Steel fibre-reinforced high-strength concrete incorporating copper slag: Mechanical, gamma-ray shielding, impact resistance, and microstructural characteristics

Abstract

Copper slag (CS) is a hazardous by-product of copper manufacture and its disposal has resulted in serious environmental issues. In this study, the gamma-ray shielding capacity and impact resistance as well as the density, mechanical and microstructural properties of concrete mixes in which natural sand was partially replaced with CS at 20%, 40%, and 60% (by weight) were evaluated. The mixes were prepared with water to binder (w/b) ratios of 0.35 and 0.40. Steel fibres (SF) were also incorporated at volume fraction of 1.0%. As expected, mixes with a higher w/b ratio showed higher workability and lower strength and radiation shielding properties. The mechanical properties were improved with increasing replacement ratios of CS. The compressive strength of CS concrete increased by 5–12% relative to that of the control concrete.
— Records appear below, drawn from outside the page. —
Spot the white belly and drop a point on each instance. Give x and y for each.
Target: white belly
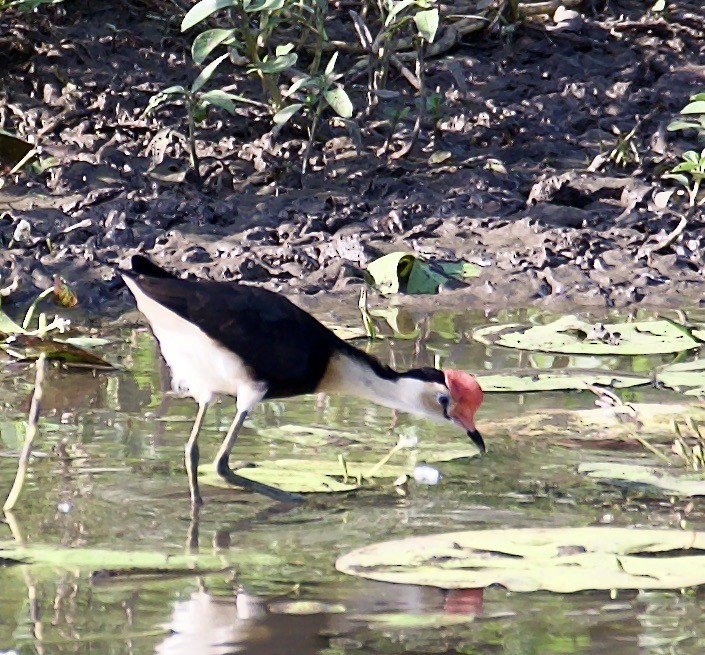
(200, 367)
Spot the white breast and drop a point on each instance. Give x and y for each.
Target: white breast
(200, 366)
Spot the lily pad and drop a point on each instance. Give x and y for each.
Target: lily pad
(331, 476)
(407, 273)
(571, 335)
(553, 381)
(562, 560)
(672, 482)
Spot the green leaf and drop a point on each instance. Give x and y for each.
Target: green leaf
(399, 271)
(207, 41)
(277, 64)
(556, 381)
(682, 375)
(264, 5)
(680, 124)
(697, 107)
(284, 49)
(667, 480)
(427, 24)
(561, 560)
(206, 73)
(95, 559)
(163, 96)
(283, 115)
(314, 475)
(220, 99)
(682, 179)
(330, 66)
(571, 335)
(338, 99)
(397, 8)
(202, 10)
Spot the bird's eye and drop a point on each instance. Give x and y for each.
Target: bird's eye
(444, 401)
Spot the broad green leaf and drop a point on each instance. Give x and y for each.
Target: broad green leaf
(403, 272)
(571, 335)
(697, 107)
(682, 179)
(277, 64)
(556, 381)
(669, 481)
(427, 24)
(207, 73)
(221, 99)
(390, 273)
(298, 84)
(202, 10)
(679, 124)
(338, 99)
(208, 41)
(283, 115)
(683, 375)
(163, 96)
(561, 560)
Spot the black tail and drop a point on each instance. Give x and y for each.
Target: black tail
(143, 266)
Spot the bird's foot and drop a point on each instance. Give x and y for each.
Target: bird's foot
(225, 472)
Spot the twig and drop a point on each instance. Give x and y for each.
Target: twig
(406, 149)
(29, 436)
(671, 237)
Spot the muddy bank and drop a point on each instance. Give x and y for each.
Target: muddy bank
(522, 118)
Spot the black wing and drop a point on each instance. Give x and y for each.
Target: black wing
(284, 346)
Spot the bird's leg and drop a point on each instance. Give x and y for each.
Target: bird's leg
(222, 459)
(191, 456)
(222, 467)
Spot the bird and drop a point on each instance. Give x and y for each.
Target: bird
(244, 341)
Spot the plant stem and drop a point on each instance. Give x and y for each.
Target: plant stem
(32, 422)
(192, 136)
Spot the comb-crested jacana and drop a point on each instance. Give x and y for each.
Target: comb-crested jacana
(254, 344)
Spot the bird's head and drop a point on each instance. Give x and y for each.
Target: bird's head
(451, 396)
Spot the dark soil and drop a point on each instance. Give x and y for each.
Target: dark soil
(525, 112)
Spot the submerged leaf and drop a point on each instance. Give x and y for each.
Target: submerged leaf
(329, 476)
(671, 482)
(562, 560)
(125, 561)
(571, 335)
(557, 381)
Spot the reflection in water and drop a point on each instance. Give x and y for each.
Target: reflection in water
(116, 481)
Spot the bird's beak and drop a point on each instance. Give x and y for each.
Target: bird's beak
(477, 440)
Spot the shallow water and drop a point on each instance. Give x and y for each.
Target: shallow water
(108, 473)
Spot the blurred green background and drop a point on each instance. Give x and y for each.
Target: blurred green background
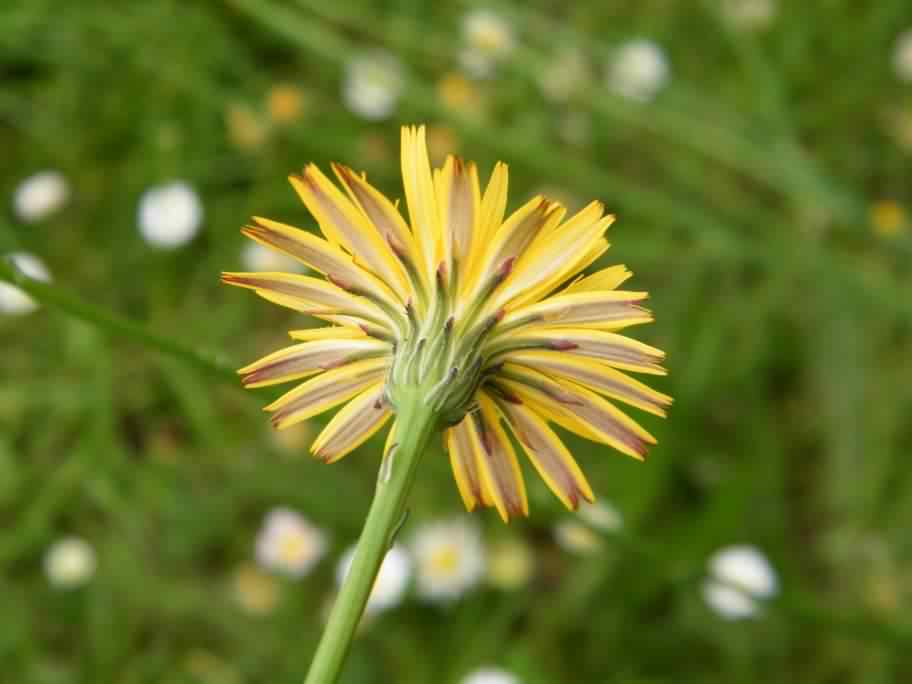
(761, 182)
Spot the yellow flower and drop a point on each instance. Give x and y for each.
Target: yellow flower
(286, 103)
(469, 309)
(888, 218)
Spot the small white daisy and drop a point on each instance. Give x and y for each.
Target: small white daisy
(391, 582)
(40, 195)
(256, 257)
(488, 40)
(372, 85)
(69, 562)
(749, 15)
(289, 544)
(12, 299)
(449, 558)
(902, 56)
(573, 536)
(170, 215)
(490, 675)
(639, 70)
(739, 578)
(602, 516)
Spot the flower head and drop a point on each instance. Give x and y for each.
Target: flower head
(289, 544)
(40, 195)
(372, 85)
(488, 40)
(490, 675)
(391, 582)
(69, 562)
(468, 309)
(739, 577)
(449, 559)
(639, 70)
(169, 215)
(12, 299)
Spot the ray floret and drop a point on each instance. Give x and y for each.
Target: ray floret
(485, 315)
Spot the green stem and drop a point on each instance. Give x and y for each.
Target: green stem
(416, 422)
(57, 298)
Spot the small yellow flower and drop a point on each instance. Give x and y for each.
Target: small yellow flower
(888, 218)
(482, 315)
(286, 103)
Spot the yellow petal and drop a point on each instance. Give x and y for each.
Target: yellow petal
(358, 420)
(461, 444)
(509, 242)
(307, 294)
(490, 216)
(328, 332)
(598, 310)
(420, 198)
(573, 406)
(497, 462)
(459, 198)
(308, 358)
(607, 279)
(595, 375)
(383, 213)
(319, 255)
(325, 391)
(344, 224)
(554, 257)
(616, 350)
(548, 454)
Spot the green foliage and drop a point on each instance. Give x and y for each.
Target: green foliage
(743, 194)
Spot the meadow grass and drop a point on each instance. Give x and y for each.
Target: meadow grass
(743, 194)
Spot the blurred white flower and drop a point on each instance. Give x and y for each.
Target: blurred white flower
(391, 581)
(170, 215)
(602, 516)
(639, 70)
(573, 536)
(749, 15)
(289, 544)
(449, 558)
(12, 299)
(902, 56)
(490, 675)
(69, 562)
(256, 257)
(40, 195)
(372, 85)
(564, 76)
(739, 577)
(488, 39)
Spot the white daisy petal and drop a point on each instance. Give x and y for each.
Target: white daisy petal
(40, 195)
(12, 299)
(69, 563)
(289, 544)
(490, 675)
(449, 559)
(169, 215)
(639, 70)
(372, 85)
(739, 578)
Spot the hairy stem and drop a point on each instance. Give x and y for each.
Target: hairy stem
(416, 422)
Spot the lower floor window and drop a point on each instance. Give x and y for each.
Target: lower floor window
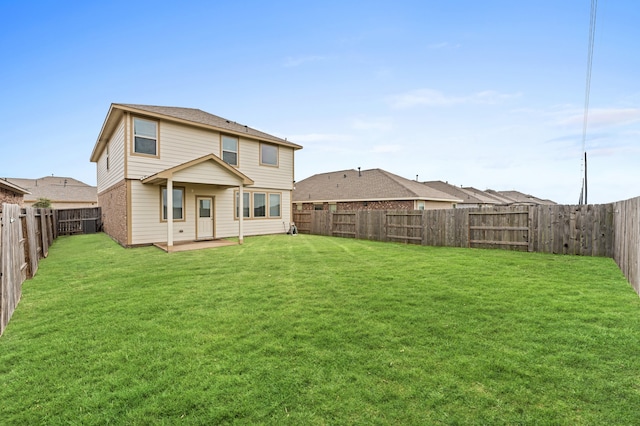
(178, 203)
(259, 205)
(274, 205)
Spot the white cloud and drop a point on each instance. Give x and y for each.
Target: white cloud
(382, 123)
(386, 148)
(300, 60)
(443, 45)
(319, 137)
(603, 117)
(430, 97)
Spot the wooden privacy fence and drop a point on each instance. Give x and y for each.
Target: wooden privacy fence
(25, 237)
(608, 230)
(584, 230)
(626, 251)
(86, 220)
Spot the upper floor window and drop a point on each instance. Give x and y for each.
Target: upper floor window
(268, 154)
(145, 134)
(230, 150)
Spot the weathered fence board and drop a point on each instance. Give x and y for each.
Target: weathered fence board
(627, 239)
(76, 221)
(24, 238)
(608, 230)
(12, 262)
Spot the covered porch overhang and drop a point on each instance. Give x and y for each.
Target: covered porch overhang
(207, 170)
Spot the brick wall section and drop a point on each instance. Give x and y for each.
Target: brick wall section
(10, 197)
(114, 211)
(365, 205)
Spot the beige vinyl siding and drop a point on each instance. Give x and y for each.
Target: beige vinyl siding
(115, 173)
(206, 172)
(280, 177)
(147, 227)
(178, 144)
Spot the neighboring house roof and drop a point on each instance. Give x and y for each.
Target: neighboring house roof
(489, 198)
(467, 197)
(57, 189)
(483, 196)
(191, 116)
(365, 185)
(521, 198)
(4, 183)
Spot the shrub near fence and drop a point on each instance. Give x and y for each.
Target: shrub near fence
(608, 230)
(25, 237)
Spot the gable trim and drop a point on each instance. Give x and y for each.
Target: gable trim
(168, 173)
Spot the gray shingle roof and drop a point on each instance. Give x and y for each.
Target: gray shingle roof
(57, 189)
(467, 196)
(519, 197)
(13, 187)
(367, 185)
(202, 117)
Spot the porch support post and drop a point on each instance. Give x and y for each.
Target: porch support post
(169, 213)
(240, 213)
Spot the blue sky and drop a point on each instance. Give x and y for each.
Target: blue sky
(487, 94)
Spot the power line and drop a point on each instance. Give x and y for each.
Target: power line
(587, 91)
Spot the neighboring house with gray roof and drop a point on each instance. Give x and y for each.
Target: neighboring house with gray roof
(63, 192)
(374, 189)
(517, 197)
(487, 199)
(470, 199)
(170, 174)
(12, 193)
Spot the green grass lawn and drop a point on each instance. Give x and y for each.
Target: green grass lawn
(318, 330)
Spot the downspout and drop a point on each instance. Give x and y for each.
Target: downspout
(240, 212)
(169, 213)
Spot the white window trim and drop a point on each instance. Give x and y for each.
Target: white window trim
(133, 139)
(237, 151)
(277, 148)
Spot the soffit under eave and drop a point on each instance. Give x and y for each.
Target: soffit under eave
(114, 116)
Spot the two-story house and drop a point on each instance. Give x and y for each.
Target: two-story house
(169, 174)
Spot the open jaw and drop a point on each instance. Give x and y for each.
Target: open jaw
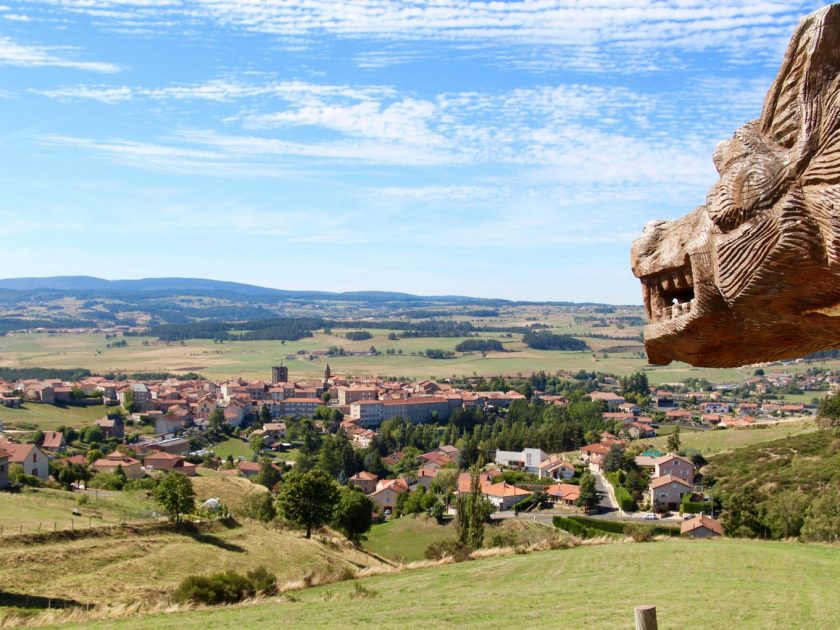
(669, 294)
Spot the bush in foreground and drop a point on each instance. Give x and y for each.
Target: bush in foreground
(225, 588)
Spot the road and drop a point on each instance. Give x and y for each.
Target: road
(608, 503)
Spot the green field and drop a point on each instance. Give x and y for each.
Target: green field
(406, 538)
(50, 417)
(149, 563)
(253, 359)
(720, 440)
(233, 446)
(726, 584)
(45, 509)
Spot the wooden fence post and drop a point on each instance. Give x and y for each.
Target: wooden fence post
(646, 618)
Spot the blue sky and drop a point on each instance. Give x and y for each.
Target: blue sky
(495, 149)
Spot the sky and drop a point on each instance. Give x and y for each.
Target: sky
(505, 149)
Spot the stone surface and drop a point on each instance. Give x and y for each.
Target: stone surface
(754, 273)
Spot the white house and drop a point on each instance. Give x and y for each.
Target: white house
(529, 459)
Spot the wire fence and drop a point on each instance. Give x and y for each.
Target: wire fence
(63, 511)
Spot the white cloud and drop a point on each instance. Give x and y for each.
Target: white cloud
(587, 32)
(13, 53)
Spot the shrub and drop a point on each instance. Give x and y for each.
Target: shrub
(263, 582)
(258, 506)
(222, 588)
(454, 549)
(503, 539)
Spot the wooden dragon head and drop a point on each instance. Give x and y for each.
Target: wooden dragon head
(754, 274)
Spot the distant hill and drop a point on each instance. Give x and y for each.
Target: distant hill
(90, 284)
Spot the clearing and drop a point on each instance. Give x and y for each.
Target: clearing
(729, 584)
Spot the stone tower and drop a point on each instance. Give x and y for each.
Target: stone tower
(279, 374)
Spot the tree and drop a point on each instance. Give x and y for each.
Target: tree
(743, 514)
(352, 514)
(308, 499)
(175, 495)
(786, 513)
(589, 497)
(473, 511)
(674, 441)
(823, 520)
(614, 458)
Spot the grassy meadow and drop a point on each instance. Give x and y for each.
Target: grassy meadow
(253, 359)
(45, 509)
(50, 417)
(725, 584)
(721, 440)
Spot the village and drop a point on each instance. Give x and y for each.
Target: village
(160, 426)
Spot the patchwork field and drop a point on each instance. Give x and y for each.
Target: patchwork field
(50, 417)
(720, 440)
(45, 509)
(728, 584)
(147, 563)
(253, 359)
SF-reinforced concrete showed 27% and 25% higher splitting tensile and flexural strengths, respectively, compared to those of the counterpart unreinforced concrete. The linear attenuation coefficient of concrete specimens subjected to IAEA 137Cs (662 keV) point source was higher in mixes with lower w/b ratio and higher CS content and up to 42% enhancement in the linear attenuation coefficient was obtained at CS content of 60% and w/b ratio of 0.35. However, the effect of SF was not significant. On the other hand, SF-reinforced mixes with 60% CS exhibited about 40% higher impact resistance compared to its corresponding unreinforced mix. The microstructural properties of selected mixes were studied using scanning electron microscopy (SEM). CS concrete showed a denser matrix with fewer pores compared to the control concrete. Based on the experimental results, the use of 60% CS yields the best properties of high-strength concrete; however, it increases the unit weight beyond normal-weight concrete.